Ergebnisse der ersten Studienphase (Dosiseskalationsstudie):
CC-1 wird bei Patienten mit kastrationsresistentem, metastasiertem Prostatakarzinom eingesetzt. Im ersten Studienabschnitt konnten bei guter Verträglichkeit bereits erste Anzeichen für therapeutische Aktivität beobachtet werden.

Insgesamt wurden 14 Patienten in die Dosiseskalationsphase eingeschlossen. Diese haben mindestens eine Behandlung mit CC-1 erhalten. Bei fast allen Studienteilnehmern wurde wie erwartet eine unspezifische Aktivierung des Immunsystems, das sogenannte Zytokin-Freisetzungs-Syndrom (CRS), beobachtet. Diese Aktivierung war jedoch gering ausgeprägt und temporär. Die im Studiendesign angestrebte Zieldosis von CC-1 konnte bereits nach der Behandlung von nur acht Patienten definiert werden. „Bei sehr guter Verträglichkeit von CC-1 wurden einige Patienten mehrfach behandelt, da bereits nach dem ersten Zyklus ein Abfall des Tumormarkers PSA beobachtet wurde,“ so Prof. Helmut Salih, Leiter der klinischen Prüfung. „Diese Ergebnisse sind für uns sehr ermutigend und wir hoffen, dass wir im jetzt beginnenden Dosisexpansionsteil die Wirksamkeit unseres Antikörpers belegen können.“

Eigene Antikörperentwicklung und Erprobung:
CC-1 wurde gemeinsam vom Deutschen Krebsforschungszentrum (DKFZ) und der Medizinischen Fakultät Tübingen entwickelt. Die klinische Evaluation des bispezifischen Antikörpers erfolgt in der KKE Translationale Immunologie, einer deutschlandweit einzigartigen Einrichtung der Abteilung Innere Medizin des Universitätsklinikums Tübingen. Diese wurde etabliert, um innovative Immuntherapiekonzepte möglichst rasch in klinischen Studien erproben zu können, sodass Patientinnen und Patienten schnellstmöglich von neuen Erkenntnissen der Forschung profitieren.
Die aktuelle Phase-I-Studie wird durch Mittel des Helmholtz Validierungsfonds, des DKTK und des Universitätsklinikums Tübingen ermöglicht.
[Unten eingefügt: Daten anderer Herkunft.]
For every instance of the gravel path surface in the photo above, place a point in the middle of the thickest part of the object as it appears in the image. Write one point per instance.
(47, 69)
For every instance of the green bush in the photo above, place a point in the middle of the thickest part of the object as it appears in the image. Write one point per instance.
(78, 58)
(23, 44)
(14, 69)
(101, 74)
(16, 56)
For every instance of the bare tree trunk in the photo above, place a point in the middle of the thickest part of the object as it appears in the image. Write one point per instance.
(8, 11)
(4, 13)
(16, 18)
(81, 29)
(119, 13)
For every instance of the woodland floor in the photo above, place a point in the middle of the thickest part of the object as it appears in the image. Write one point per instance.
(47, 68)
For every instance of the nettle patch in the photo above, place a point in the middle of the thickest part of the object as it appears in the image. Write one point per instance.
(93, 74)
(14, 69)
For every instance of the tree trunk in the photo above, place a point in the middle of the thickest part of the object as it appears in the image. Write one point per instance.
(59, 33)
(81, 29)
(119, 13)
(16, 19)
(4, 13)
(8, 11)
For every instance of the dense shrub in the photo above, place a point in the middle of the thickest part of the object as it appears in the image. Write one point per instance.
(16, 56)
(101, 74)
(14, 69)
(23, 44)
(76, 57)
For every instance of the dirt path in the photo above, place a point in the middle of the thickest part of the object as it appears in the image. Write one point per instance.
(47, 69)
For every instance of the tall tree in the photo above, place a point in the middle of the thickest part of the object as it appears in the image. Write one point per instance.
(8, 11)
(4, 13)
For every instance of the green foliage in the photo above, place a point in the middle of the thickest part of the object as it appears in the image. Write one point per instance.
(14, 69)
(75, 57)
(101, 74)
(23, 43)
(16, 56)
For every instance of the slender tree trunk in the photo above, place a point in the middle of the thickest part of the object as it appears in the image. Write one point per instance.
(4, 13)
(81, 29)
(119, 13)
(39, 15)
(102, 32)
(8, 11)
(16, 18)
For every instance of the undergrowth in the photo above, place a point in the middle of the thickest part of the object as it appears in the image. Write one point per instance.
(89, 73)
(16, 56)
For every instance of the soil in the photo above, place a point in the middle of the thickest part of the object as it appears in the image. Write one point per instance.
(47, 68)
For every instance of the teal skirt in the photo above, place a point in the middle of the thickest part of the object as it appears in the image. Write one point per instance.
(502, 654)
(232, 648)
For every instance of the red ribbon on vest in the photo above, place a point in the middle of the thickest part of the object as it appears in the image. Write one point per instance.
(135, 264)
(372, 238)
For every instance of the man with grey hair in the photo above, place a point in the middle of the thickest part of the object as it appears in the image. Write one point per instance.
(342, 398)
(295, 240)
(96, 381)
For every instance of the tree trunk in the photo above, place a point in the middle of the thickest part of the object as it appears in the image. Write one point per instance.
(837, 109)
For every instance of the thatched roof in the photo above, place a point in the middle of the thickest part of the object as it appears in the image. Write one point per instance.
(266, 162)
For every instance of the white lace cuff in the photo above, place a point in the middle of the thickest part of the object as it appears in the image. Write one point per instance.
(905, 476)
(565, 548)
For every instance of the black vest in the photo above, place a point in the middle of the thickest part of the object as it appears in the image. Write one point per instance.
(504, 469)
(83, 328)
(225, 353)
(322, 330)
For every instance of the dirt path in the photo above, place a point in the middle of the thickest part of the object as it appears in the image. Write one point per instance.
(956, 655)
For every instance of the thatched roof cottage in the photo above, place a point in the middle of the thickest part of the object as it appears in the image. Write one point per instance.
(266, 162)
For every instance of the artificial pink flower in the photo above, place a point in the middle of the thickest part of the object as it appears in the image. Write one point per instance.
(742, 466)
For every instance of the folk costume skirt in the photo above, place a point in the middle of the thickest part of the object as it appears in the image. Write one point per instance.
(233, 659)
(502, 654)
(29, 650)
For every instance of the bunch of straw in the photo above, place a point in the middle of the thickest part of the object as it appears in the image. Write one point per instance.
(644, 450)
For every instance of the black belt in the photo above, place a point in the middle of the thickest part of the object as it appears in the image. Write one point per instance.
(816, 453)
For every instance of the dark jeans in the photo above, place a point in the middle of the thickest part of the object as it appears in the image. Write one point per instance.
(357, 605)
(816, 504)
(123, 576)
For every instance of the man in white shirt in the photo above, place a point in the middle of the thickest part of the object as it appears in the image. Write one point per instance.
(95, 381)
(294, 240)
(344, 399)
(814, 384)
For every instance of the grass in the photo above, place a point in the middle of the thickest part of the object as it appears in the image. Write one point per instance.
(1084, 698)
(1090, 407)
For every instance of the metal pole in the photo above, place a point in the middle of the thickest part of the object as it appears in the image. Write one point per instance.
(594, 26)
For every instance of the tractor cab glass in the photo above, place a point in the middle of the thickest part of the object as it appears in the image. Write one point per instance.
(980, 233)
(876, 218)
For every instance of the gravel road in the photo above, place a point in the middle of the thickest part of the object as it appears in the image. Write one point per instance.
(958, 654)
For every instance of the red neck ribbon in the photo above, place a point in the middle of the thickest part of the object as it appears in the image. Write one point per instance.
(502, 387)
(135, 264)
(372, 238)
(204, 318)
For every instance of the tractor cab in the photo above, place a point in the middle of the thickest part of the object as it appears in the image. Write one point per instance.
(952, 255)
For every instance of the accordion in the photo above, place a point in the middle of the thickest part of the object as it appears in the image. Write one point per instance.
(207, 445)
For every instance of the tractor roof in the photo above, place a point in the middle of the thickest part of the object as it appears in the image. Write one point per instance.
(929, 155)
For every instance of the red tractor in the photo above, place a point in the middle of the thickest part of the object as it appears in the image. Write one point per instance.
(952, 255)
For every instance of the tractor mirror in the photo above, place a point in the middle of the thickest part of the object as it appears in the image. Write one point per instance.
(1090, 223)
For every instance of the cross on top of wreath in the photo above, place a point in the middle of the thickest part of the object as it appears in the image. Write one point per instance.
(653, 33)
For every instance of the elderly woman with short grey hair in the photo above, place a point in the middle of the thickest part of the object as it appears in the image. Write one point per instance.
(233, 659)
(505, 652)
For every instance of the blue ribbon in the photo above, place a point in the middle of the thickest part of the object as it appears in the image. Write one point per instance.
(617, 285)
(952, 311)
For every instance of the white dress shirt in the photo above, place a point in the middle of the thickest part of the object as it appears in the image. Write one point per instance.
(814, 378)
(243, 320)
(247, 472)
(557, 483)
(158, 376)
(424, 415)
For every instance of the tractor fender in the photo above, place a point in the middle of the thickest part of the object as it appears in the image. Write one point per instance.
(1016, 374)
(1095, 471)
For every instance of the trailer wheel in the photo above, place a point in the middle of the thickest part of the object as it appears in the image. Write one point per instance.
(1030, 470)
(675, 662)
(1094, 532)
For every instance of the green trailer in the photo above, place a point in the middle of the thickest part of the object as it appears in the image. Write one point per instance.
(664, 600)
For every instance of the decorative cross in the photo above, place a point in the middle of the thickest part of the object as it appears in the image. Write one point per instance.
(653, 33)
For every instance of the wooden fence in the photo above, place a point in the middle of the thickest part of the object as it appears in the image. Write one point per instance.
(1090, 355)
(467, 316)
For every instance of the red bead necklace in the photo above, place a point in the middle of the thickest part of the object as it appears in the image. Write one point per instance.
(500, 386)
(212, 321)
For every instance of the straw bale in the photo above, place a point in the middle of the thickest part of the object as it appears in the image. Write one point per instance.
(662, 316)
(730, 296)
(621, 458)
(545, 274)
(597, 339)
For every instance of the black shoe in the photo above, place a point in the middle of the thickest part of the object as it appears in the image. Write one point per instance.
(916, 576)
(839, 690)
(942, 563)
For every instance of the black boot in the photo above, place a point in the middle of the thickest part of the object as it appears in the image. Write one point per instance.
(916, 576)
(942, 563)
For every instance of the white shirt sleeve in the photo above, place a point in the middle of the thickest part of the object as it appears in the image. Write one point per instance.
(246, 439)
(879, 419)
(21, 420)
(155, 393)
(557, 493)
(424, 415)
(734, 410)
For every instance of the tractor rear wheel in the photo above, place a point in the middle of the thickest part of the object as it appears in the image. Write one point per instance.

Studienteilnehmer gesucht:
Für die nächste Phase der Antikörperstudie sucht das Studienteam noch interessierte Patienten. Teilnehmen können erwachsene Patienten mit einem Prostatakarzinom, das auf eine hormonablative Therapie nicht mehr anspricht (kastrationsresistentes Prostatakarzinom), und die bereits drei vorhergehende Therapien erhalten haben. Die Kriterien zur Studienteilnahme werden vor Beginn der Antikörpertherapie überprüft.